For the study, “Does Pressure to Satisfy Clients Influence How Auditors Perceive and Respond to Client Persuasion?”, Aghazadeh and Kris Hoang, an assistant professor of business at Tulane University, looked at how 85 auditors with varying levels of experience from large international accounting firms react to persuasive tactics from their clients and pressure to accommodate their wishes.
Among other things, the auditors were asked to respond to these expressions of client confidence: “I am absolutely certain,” “I know for a fact,” and “I am very confident.”
The professors conclude that client-services pressure – the kind that may occur when a senior audit partner tells auditors that the client will be completing a satisfaction survey at the end of the audit – changes how the auditor interprets a client’s expression of confidence in the numbers. Auditors under such pressure “perceive client confidence as a cue to a persuasion attempt, rather than as an innocuous message,” according to the study.

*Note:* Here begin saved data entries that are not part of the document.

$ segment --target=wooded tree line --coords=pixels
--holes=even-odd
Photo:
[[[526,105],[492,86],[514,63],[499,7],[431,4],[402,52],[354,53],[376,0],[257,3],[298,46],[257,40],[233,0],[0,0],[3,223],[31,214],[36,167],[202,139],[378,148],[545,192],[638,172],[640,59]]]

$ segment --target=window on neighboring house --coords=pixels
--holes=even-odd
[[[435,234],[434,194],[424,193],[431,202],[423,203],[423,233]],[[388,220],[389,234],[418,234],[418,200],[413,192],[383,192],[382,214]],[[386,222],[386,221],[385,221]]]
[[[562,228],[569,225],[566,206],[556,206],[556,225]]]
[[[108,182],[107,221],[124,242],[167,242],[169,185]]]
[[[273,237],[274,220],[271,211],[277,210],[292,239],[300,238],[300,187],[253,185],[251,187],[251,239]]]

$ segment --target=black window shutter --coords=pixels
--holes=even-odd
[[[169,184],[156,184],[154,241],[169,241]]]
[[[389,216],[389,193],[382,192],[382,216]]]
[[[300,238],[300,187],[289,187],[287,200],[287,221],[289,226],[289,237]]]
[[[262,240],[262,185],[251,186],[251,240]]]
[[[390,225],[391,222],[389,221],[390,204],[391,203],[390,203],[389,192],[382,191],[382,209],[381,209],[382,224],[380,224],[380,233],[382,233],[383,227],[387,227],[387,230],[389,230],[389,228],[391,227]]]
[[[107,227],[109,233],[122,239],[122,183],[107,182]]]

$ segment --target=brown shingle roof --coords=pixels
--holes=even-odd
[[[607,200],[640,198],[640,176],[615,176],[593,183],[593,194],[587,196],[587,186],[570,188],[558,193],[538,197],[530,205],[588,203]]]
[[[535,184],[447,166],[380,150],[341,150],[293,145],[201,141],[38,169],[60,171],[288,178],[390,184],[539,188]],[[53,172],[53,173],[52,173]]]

But such skepticism about the client’s motives doesn’t spur auditors to fact-check the corporation’s numbers by consulting its vendors or customers. Auditors “only seek more powerful evidence when they encounter persuasive language under weaker client service pressure,” the researchers find.
“Thus, even though stronger client service pressure sensitizes auditors to persuasion, it simultaneously deters auditors from pursuing evidence from a more objective source,” they add.
Tossing out the Auditors
When auditors begin an audit, they consult with the corporation’s senior management first. “And management might have some sort of motive to either get the auditor out of their office, to stop collecting evidence,” says Aghazadeh, or “to get the auditor to see the accounting as they do.”
To be sure, auditors are required by the Public Company Accounting Oversight Board to conduct audits in a skeptical manner under all circumstances. “But auditors also are hired by the client and the client does complete satisfaction surveys on the auditor’s work,” she says.
When such surveys are being completed, auditors might become alert to clients’ possible perception “that this is a time where persuasion might be more effective, so they might be more likely to use it,” according to Aghazadeh. “But it seems that they’re not acting on this suspicion because at the same time, they still want to keep the client happy.”
To get a sounder audit, CFOs should be more willing to provide whatever confirming information auditors request, the professor recommends. Because they’re so busy with their other obligations, finance chiefs “have a tendency to stick an auditor in a room, give him a bunch of documents in a huge binder and hope that they leave [the CFO] alone,” she says.
But if they’re more forthcoming about the information, then the auditors “wouldn’t be too concerned about how invasive or bothersome they are being to the client.”
It’s also important for the CFOs to encourage face-to-face communication with auditors particularly with younger auditors. That’s because the latter tend to rely on texts and emails to communicate “rather than really getting in the face of the client,” she adds.